Par la rédaction de Mbéti Média
Le Parti Union pour le Renouveau Centrafricain (URCA) a été exclu de manière définitive du Bloc Républicain pour la Défense de la Constitution (BRDC). Cette décision, annoncée publiquement ce jour, mercredi 8 octobre 2025, par le Coordonnateur et Président en Exercice du BRDC, Me Crépin Mboli-Goumba, fait suite à la plénière ordinaire qui s’est tenue le mardi 7 octobre de cette même année.
L’exclusion de l’URCA du BRDC marque un tournant significatif dans le paysage politique centrafricain. Ce bloc, qui regroupe plusieurs partis politiques, a pour objectif de promouvoir la démocratie et le changement dans le pays. L’URCA, qui a joué un rôle actif dans les discussions politiques et les initiatives de réforme, voit ainsi son influence réduite au sein de cette coalition.
Les raisons de cette exclusion n’ont pas été spécifiquement détaillées dans l’annonce, mais des sources proches du BRDC évoquent des divergences de vision et de stratégie entre l’URCA et les autres membres du bloc. Ces tensions ont conduit à un climat de méfiance, rendant difficile la poursuite d’une collaboration constructive. L’URCA, qui a toujours défendu des positions fermes sur des questions essentielles telles que la gouvernance, la justice sociale et la représentation des femmes, se retrouve désormais isolé dans un contexte politique déjà fragile.

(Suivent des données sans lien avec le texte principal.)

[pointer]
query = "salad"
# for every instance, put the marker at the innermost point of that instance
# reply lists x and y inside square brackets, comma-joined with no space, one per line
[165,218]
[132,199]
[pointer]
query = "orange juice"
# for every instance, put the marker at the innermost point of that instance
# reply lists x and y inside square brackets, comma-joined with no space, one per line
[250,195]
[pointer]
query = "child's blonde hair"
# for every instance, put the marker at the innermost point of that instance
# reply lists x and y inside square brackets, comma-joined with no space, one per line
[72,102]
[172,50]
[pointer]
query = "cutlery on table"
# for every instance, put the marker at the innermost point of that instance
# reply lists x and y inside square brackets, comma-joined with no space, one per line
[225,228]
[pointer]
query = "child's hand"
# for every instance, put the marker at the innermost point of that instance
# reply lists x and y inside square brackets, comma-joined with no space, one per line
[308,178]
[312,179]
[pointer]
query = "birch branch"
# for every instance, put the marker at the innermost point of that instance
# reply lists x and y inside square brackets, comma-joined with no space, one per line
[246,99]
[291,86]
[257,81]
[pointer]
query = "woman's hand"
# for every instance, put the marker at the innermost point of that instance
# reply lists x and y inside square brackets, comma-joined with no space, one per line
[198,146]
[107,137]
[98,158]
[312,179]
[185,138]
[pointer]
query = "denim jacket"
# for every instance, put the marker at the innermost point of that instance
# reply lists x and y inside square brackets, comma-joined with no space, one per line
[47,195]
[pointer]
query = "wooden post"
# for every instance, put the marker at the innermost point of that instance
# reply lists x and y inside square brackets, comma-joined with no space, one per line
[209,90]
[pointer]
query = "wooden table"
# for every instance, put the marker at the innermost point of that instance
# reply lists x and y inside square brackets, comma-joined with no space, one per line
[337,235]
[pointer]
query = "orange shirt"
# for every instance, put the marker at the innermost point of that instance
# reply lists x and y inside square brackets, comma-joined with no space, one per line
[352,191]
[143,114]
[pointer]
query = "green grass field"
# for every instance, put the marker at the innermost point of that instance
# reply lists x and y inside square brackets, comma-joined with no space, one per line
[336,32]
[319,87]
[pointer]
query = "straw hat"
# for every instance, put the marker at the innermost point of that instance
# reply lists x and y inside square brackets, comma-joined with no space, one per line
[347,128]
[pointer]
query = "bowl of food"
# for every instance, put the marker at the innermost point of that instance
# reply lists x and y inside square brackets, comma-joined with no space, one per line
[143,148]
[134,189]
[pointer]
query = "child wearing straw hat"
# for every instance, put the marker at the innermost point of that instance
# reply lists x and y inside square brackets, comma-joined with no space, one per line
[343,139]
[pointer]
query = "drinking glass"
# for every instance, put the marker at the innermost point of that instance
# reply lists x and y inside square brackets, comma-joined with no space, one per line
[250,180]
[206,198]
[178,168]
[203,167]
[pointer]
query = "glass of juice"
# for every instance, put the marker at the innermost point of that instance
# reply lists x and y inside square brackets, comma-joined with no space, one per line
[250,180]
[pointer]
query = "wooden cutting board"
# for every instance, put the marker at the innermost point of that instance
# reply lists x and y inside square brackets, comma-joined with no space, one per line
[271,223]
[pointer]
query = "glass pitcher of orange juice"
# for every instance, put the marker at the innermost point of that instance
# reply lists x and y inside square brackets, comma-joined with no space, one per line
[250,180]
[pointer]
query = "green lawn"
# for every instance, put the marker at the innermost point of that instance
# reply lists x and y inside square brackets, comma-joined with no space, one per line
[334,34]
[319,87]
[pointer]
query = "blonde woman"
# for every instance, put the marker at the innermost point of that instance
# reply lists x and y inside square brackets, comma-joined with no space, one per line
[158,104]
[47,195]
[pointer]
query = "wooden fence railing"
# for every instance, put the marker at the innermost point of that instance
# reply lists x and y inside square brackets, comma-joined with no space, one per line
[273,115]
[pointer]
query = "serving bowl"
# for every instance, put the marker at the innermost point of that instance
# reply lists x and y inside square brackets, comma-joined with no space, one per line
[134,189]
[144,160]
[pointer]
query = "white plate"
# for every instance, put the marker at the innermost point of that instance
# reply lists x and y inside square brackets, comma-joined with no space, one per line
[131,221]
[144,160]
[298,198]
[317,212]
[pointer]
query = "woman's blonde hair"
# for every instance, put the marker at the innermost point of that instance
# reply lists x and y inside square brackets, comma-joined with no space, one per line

Cette décision suscite des réactions variées au sein de la classe politique et de la société civile. Certains analystes y voient une opportunité pour l’URCA de redéfinir sa stratégie et de renforcer sa base militante, tandis que d’autres craignent que cette exclusion ne complique davantage le dialogue entre les différentes forces politiques du pays. La fragmentation des partis politiques pourrait également avoir des conséquences sur la mobilisation des électeurs et sur les futures élections.
Alors que la République centrafricaine se prépare pour des élections cruciales, l’exclusion de l’URCA du BRDC soulève des questions sur l’avenir de la coopération politique et sur la capacité des partis à s’unir autour d’objectifs communs. Les observateurs politiques suivront de près les développements qui découleront de cette décision et les répercussions qu’elle aura sur le paysage politique centrafricain dans les mois à venir.